1862 wurde Giuseppe Garibaldi nach dem Gefecht am Aspromonte verwundet hierher gebracht, und 1867 kehrte er nach Mentana zur Behandlung zurück: Das Varignano war damals Gefängnis und Militärkrankenhaus. Die Festung besetzt die Landspitze, die die Bucht von Le Grazie von jener des Varignano trennt, im Golf der Dichter. Begonnen hat alles ganz anders: 1724 errichtete die Republik Genua hier ein Lazarett mit Warenlager und setzte damit einen Beschluss um, den das Gesundheitsmagistrat schon 1656 gefasst hatte.
Sehenswertes
Der Komplex bewahrt den niedrigen, geschlossenen Grundriss der genuesischen Lazarette, der später zur Militäranlage anwuchs. Die Wende kam mit der napoleonischen Zeit: Ab 1797, unter der Ligurischen Republik, wurde der Ort umgewidmet, und am 11. Mai 1808 ging er an die französische Kriegsmarine über, die hier das Militärkommando des Golfs und die Garnison einrichtete. In denselben Jahren begann Santorre di Santa Rosa mit den Studien für ein modernes Marinearsenal an dieser Stelle. Nach Napoleons Sturz fiel das Varignano an das Königreich Sardinien und dann an das Königreich Italien, weiterhin als Gefängnis und Krankenhaus.

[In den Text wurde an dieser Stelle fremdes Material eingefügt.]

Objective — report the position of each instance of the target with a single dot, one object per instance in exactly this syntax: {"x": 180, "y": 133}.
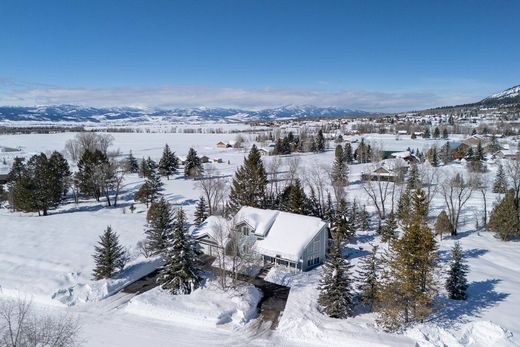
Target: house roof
{"x": 258, "y": 219}
{"x": 289, "y": 235}
{"x": 211, "y": 227}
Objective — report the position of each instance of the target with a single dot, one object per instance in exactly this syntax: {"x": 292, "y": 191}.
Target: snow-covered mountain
{"x": 508, "y": 96}
{"x": 73, "y": 113}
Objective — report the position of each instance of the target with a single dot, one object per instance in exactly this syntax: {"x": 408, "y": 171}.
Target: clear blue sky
{"x": 394, "y": 54}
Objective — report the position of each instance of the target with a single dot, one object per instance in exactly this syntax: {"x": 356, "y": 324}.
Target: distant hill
{"x": 80, "y": 114}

Das zweite Leben spielt unter Wasser. 1910 wurde die 1849 in Genua gegründete Taucherschule der Regia Marina hierher verlegt, und seither hat die Landspitze ihren Beruf nicht mehr gewechselt: Hier trainierten in beiden Weltkriegen die Verbände der Sturmmittel, und seit 1952 ist das Fort Stützpunkt der Kampfschwimmer. Heute sitzt hier das Kommando „Teseo Tesei“; die Kaserne trägt den Namen des Majors des Marineingenieurwesens, ausgezeichnet mit der Goldmedaille für militärische Tapferkeit.
Der Besuch
Gleich vorweg: Das ist ein aktiver Marinestützpunkt, für Besucher gesperrt, und das Tor an der Straße nach Le Grazie öffnet sich nicht. Das Varignano betrachtet man von außen, und das lohnt sich: Der Umriss der Spitze und die Molen sind von der Uferstraße in Le Grazie gut zu lesen und noch besser vom Wasser aus, von den Booten, die Porto Venere entlang der Bucht mit La Spezia verbinden. Es gibt weder Öffnungszeiten noch Eintrittskarten, weil es keine Besichtigung gibt: Wer auf Einlass hofft, fährt wieder heim.
Tipp der Redaktion
Wir hängen es an einen halben Tag in Le Grazie an: erst der Ort und seine Wallfahrtskirche, dann der Abschnitt der Uferstraße, von dem aus die ganze Spitze zu sehen ist. Wenn möglich, kommen Sie über das Wasser, mit einem der Boote nach La Spezia: Vom Meer aus versteht man in Sekunden, warum die Marine gerade diesen Felsfinger wählte, der die Bucht wie ein Stöpsel verschließt. Halten Sie die Kamera bereit, denn die Festung zeigt sich nur für wenige Minuten und verschwindet dann hinter der Spitze.